Warming temperatures and declining oxygen are well-studied in eutrophic coastal systems. To help broaden understanding we investigate non-eutrophic Massachusetts Bay, a representative well-flushed temperate embayment with seasonal thermal stratification, minor river inputs, and residence time of about a month due to exchange with the Gulf of Maine. Long-term trends are computed from de-seasoned measurements over 31 years (1992–2022) at nine bay sites, each sampled at five depths from sea surface to seafloor six times annually.
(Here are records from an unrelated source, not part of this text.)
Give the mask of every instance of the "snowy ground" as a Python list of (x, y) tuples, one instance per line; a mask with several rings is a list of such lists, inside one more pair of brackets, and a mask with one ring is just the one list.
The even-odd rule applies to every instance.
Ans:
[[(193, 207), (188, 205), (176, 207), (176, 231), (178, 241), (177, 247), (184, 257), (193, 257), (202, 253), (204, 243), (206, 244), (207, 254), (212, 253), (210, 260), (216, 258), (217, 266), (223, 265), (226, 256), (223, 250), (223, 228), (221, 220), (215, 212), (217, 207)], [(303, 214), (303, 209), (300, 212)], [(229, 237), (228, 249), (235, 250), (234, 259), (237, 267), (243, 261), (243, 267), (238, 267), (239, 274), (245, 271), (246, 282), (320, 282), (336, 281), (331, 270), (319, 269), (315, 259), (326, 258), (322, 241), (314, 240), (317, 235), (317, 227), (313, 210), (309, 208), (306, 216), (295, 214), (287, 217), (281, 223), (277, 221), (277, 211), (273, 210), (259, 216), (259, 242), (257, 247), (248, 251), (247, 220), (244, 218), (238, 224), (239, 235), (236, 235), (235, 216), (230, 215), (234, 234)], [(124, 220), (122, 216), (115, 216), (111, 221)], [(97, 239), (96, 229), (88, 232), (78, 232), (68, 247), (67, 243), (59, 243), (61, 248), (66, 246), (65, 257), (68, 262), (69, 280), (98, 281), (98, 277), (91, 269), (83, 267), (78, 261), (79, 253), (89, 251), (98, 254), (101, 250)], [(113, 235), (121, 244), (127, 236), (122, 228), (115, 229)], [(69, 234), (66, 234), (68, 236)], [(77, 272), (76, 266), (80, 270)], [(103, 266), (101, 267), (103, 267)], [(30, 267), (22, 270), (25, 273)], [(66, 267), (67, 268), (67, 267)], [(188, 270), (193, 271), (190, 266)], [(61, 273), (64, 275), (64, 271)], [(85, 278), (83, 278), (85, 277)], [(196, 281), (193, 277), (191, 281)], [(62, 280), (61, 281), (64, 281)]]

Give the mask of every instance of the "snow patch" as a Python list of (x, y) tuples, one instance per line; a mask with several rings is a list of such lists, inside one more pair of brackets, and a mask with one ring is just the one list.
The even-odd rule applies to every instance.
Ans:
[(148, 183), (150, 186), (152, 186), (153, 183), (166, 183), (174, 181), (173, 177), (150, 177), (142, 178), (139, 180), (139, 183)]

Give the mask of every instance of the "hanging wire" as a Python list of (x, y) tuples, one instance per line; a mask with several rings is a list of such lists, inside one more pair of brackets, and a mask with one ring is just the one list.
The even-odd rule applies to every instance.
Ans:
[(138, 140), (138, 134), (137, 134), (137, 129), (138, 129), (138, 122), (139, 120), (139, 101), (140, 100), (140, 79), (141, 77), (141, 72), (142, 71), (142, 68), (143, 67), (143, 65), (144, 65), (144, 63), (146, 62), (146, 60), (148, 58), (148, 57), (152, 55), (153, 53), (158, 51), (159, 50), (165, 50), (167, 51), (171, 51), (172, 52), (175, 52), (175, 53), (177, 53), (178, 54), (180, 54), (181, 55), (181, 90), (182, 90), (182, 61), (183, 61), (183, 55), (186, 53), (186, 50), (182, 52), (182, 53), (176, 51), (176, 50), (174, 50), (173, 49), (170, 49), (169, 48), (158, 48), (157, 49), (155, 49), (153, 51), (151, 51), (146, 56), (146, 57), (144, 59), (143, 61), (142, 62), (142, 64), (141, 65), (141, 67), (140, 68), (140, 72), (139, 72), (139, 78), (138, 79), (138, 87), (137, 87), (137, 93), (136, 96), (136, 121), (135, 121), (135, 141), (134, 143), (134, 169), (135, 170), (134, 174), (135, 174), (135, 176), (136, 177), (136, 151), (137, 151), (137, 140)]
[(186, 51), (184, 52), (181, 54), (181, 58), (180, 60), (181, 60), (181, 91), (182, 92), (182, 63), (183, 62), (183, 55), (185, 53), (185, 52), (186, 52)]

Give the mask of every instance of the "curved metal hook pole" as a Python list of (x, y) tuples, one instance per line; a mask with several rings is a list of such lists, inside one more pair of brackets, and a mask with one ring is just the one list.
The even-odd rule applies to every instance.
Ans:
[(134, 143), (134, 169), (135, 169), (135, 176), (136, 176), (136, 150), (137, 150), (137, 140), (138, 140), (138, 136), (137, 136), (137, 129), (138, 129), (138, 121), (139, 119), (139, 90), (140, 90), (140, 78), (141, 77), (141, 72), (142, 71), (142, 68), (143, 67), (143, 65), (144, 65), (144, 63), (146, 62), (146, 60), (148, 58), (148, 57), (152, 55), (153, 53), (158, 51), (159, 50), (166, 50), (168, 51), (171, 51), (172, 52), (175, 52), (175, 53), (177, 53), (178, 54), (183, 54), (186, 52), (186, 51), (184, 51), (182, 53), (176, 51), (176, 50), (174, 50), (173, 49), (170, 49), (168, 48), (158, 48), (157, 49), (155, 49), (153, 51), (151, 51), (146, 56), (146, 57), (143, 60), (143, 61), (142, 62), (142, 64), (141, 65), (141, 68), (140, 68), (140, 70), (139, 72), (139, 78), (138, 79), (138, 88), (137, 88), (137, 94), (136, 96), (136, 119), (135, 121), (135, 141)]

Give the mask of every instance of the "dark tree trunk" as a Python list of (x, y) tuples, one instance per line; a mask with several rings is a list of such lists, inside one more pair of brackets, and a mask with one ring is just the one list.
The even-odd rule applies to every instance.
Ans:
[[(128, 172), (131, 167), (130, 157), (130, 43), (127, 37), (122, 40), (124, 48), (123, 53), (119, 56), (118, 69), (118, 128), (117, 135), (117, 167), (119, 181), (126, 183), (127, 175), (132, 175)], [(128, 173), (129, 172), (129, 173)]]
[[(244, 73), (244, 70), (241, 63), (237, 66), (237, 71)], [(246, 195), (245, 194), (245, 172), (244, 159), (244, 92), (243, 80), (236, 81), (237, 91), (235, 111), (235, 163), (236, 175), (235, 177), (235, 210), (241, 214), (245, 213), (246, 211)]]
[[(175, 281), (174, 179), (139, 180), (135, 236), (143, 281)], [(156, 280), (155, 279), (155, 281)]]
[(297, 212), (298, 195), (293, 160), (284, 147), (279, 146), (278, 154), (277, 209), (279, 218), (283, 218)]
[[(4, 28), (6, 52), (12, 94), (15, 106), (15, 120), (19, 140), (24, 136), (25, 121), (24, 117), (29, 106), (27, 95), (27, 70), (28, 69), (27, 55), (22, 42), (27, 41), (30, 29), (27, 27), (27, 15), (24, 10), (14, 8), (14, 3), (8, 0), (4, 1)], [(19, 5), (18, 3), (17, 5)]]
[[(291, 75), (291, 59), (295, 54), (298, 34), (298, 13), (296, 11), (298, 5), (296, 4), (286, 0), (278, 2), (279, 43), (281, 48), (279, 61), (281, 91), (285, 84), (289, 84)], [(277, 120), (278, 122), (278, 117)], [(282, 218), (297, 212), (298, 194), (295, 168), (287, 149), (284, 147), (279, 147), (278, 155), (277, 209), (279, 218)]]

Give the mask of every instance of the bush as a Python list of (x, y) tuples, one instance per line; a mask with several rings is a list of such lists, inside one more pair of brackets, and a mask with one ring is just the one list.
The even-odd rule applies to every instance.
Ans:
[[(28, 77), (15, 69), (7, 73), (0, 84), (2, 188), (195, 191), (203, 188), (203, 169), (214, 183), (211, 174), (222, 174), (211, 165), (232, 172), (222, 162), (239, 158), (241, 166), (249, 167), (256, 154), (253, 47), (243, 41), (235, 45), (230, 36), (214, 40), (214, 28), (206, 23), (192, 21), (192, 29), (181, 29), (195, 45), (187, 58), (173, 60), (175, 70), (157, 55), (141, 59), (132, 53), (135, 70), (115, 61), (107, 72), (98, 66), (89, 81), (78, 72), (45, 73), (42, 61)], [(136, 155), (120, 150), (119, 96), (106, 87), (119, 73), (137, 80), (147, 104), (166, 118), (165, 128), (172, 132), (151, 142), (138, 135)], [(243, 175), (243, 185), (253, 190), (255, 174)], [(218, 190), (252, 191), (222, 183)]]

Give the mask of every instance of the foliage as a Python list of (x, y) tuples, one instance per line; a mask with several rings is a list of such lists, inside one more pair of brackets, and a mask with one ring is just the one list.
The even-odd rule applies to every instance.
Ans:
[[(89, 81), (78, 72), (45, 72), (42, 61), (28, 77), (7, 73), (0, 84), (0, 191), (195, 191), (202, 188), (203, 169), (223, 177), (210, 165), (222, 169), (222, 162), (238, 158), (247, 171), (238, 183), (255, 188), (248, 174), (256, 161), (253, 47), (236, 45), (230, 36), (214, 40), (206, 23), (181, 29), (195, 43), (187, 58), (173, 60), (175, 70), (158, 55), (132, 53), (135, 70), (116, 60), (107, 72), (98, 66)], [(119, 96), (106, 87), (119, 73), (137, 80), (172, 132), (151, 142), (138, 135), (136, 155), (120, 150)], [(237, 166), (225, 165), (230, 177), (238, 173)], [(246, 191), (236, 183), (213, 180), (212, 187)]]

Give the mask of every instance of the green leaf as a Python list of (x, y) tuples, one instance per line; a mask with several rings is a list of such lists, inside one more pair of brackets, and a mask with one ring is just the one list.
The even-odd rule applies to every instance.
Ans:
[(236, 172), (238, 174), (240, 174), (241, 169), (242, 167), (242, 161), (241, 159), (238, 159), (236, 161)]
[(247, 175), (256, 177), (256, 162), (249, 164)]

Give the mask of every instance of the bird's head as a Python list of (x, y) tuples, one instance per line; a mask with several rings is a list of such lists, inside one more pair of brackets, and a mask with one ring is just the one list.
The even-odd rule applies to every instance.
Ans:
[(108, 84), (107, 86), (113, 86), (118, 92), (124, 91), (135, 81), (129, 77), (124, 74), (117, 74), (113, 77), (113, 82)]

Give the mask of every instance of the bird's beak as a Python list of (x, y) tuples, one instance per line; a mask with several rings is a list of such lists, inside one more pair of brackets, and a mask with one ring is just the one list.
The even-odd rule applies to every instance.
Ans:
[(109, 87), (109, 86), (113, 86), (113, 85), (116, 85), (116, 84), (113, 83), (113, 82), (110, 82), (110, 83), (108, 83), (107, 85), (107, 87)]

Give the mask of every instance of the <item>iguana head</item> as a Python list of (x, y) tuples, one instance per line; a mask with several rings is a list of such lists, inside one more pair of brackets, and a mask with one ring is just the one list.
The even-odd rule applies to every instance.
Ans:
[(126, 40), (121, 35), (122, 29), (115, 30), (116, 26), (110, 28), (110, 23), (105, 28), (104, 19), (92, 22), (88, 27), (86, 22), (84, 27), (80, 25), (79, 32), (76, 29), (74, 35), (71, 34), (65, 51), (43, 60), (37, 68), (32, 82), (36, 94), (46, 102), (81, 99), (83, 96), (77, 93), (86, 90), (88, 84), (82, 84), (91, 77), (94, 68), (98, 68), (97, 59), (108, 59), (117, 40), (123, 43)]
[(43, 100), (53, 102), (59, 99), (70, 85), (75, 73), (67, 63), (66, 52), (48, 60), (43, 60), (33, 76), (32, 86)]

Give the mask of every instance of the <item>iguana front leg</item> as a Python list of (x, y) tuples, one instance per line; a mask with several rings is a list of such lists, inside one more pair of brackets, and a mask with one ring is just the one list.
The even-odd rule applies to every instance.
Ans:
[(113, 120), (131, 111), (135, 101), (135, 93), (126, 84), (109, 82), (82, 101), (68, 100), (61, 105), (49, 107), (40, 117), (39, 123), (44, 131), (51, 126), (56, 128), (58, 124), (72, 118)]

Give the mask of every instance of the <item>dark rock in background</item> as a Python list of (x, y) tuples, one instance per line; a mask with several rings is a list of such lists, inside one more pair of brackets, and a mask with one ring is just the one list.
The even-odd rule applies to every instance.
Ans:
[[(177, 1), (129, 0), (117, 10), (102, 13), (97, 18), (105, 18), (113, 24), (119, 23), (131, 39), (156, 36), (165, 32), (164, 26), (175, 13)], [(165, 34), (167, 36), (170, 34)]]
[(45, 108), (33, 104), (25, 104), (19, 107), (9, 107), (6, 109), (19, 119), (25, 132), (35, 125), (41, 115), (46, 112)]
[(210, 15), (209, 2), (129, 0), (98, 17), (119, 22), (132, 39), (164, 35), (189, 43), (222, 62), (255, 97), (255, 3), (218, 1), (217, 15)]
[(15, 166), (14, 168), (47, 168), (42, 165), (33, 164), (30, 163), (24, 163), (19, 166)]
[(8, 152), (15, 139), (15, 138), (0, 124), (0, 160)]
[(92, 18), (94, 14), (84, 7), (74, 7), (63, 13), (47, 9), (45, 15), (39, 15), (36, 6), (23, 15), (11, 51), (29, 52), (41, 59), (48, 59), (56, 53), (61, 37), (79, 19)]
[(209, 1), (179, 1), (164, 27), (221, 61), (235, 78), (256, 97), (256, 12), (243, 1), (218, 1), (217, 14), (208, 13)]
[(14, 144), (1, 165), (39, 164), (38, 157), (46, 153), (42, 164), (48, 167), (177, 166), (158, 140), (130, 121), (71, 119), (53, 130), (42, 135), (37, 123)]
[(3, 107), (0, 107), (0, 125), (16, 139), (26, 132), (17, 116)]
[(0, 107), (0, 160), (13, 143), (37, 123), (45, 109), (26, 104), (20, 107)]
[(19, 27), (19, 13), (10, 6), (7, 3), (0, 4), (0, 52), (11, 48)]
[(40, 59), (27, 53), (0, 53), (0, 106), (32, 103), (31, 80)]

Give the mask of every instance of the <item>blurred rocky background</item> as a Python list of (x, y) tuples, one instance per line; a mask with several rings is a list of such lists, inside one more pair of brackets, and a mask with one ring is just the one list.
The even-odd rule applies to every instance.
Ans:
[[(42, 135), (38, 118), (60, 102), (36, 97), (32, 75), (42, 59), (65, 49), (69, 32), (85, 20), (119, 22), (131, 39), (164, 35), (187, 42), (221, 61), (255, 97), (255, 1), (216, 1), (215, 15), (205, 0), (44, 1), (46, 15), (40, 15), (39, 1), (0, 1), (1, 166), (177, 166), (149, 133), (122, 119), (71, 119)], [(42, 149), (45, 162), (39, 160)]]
For averages across all stations and depths, the mean warming and oxygen decline rates are +0.0582 (95% C.I. +0.0410 to +0.0759) °C yr⁻¹ and −0.750 (−0.985 to −0.524) μmol kg⁻¹ yr⁻¹ [−0.0246 (−0.0323 to −0.0171) mg L⁻¹ yr⁻¹]. The observed warming reduces oxygen solubility, per seawater properties, at a rate about half the observed oxygen decline. Rates do not differ significantly by site, including near a seafloor outfall releasing treated wastewater effluent, nor at different depths. Because warming is comparable at all depths there is no significant trend in stratification. There is a significant trend of increasing salinity, similarly uniform across sites and depths. A strong hypothesis to explain the warming and salinity trends is advection of Gulf of Maine water into the bay, rather than local influences that could be expected to cause spatially differing rates contrary to those observed. Advection is also a plausible explanation for the observed oxygen decline beyond that due to the solubility decrease. This study highlights potential influence of external ocean forcing on long-term trends in a coastal waterbody.